Building a foundation is hard and does not give any competitive advantages - the pile of bricks from the foundation does not become higher, rather, even, on the contrary, at the beginning, if the bricks are packed tightly, then they are visually smaller than in a disorderly pile.

Moreover, the construction of the foundation leads to a terrible situation: bricks can be laid out only where there is a foundation! It is no longer possible to scatter them anywhere - because there is sand, and there is no support at all. More precisely, you can scatter anywhere, but you can effectively fold them only where there is a foundation.

And digging a foundation is harder than hauling bricks. Longer, ungrateful. And man, of course, begins to try to lay bricks where the foundation is.

And suddenly, its wall is half a brick in size, it turns out to be above the mature piles of brick around. It seems, and not a lot of bricks - and above. Try to lay this down without a foundation - it will collapse.

... Man begins to build higher and higher, but it turns out that the foundation is small. It is too weak, and you need to make it bigger, deeper, wider, capturing the neighboring areas. [Here, my analogy is lame, it will not be possible to finish the foundation for a semi-built building, but you can completely get knowledge for skills].

And so, the person begins to expand the foundation. Hard, ungrateful work. The deeper you dig in, the more difficult (because at a depth of 5 cm the whole city is littered with books "Foundations for Dummies in 24 hours", to a depth of 50 cm - there are some good thick textbooks, to a depth of a meter - a couple of unfinished manuals and several monographs in scientific journals, and then there only on their own ...). But, on this foundation it is already possible to build a huge height and complexity of the building. Perhaps there are no more bricks in them than in the piles around, but how it is laid, how it stands, makes this particular brick much higher and more functional than just a pile of skills ...

A person at any time can begin to build in a new place. Attach a single-storey hut with its main building, or shift the entire center of knowledge to a new point. Or maybe, in general, to build a separate house (I administer tsiski and dzhunipery, and I also know how to solder well, and I understand quite well in radio electronics).

The “multi-armed Shiva” syndrome is when you put bricks wherever the boss said, or where the wind moved the tumbleweed fields of life. Today there are only heaps, tomorrow others ... For a more or less decent pile of bricks in the new place, you have to carry a lot of hands, folding the heaps again and again. Sometimes the old heaps come in handy, but for that “many-armed Shiva” and many-handed, he has a lot of heaps, and you need more and more of them.

But heaps will never grow taller, in fact, heaps, until there is a foundation, until there is a clear aspiration upwards and a willingness to put skills in a certain system, which has foundations, and emptiness, and bearing, and even decorative walls. At the same time paying for the bricks in the right place and in the right form. But putting bricks in the right and precise form on the top of the pile is much more difficult than on the next floor of its own building.

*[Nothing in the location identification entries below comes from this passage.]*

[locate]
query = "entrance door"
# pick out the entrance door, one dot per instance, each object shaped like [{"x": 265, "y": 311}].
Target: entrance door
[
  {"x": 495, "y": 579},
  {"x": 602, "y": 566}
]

The only way to build your building is to make a foundation. In his free time, in his free time, using all the possibilities to get not only the next brick in the resume, but also not very prominent, but very important millimeter of concrete into the foundation.

Faced with the technology, you need to either “bypass it to the minimum” (set up the PBX and forget it), or dig into it to the maximum. What, why, how ... And why exactly? And in what standard is it written? And what else is written in this standard? And what does this look like in practice? Are there any more similar standards? And non-standard solutions? And what is the motivation of the standard, what is it based on? And why in this theory relies that way and not otherwise?

Any topic you can dig "to the bottom." Of course, not on any topic there is time, strength. But there should be at least some systemically covered areas in which there is a foundation and understanding of "from and to". Otherwise - all my life bricks in heaps.